Editorial: Activism

Editorial Cartoon by Josua Cabrera
Editorial Cartoon by Josua Cabrera

THE word comes from the Latin “agere” or “activus,” meaning “to move,” suggesting action or something that needed to be done. Merriam-Webster Dictionary defines it as “doctrine or practice that emphasizes direct, vigorous action especially in support of or opposition to one side of a controversial issue.”

The word does not necessarily imply that the “vigorous action” can only be done collectively. A solitary, in fact, can bear the world’s weight—remember Miguel de Cervantes’s Don Quixote de la Mancha or The Beatles’ “fool on the hill.”

The activist moves to change something in society: a corrupt status quo, social injustice, the rape of the ecosystem, tyranny, etc.
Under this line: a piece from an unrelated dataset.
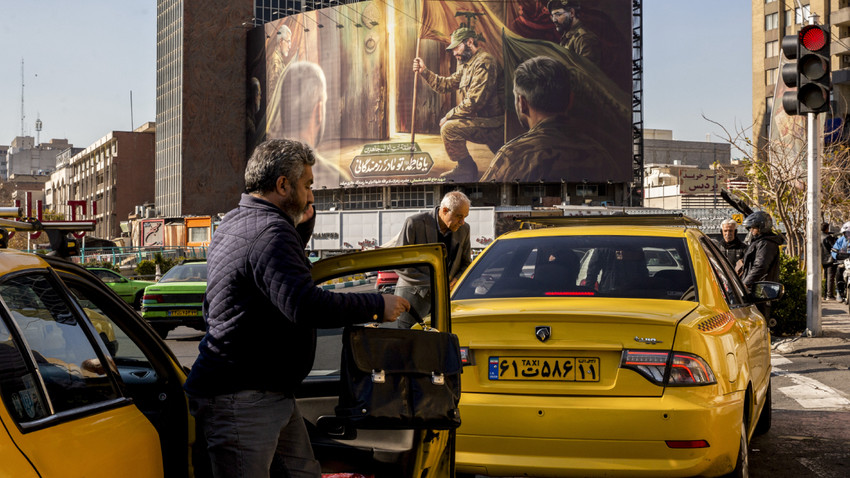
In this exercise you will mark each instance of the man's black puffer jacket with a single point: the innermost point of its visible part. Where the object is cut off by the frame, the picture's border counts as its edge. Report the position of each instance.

It takes a myriad of forms—petitions, rallies, legislative lobbying, sit-ins, hunger strikes, among others. Time also saw creative ways activists launched their messages—from dropping poems from a chopper to hurling a shoe to a bluffing head of state. The Chinese artist Ai Wei Wei threw a dirty finger at the temples and captured the whole act in photography.

Today, in our part of the world, we particularly remember such rare breed as the late senator Benigno Aquino Jr., shot decades ago today at the airport tarmac for fighting an evil regime.

This week, we also mourn the passing of another champ, the impassioned former environment secretary Gina Lopez, she who stood against unscrupulous mining firms and in presscons urged everyone to sing with her, “I believe I can fly!”

Because “flight,” indeed, as an act of plunging headlong to dreams of better societies is the whole point of activism. Aquino and Lopez, though having moved in different times and circumstances, show invariable steadfastness to the truths they held. They have already marked a dent against what we thought were immovable monoliths. A regime eventually fell in the case of Aquino and we have yet to see who gets haunted by Lopez’s shadow.

Yesterday, the University of the Philippines community staged a walkout to push back the looming presence of police and military in its campuses. The common discomforts of the less informed is that the university breeds activists. The fear-mongering sector of the military claims there is communist “brain-washing” in the academic spaces. But there is only freethinking that’s happening there, and yes if in the process it breeds activists, it is only because, as the poet Roberto Bolaño said, “There is a time for reciting poems and there is a time for fists.” Without activists, civilizations would have eaten themselves up into the void. It is history, in fact, that gives activism its good name. Only evil regimes, terrified by their own smallness, are desperate to place activism in bad light.

They will tag you as an “activist,” you might as well wear it proudly as a badge of honor.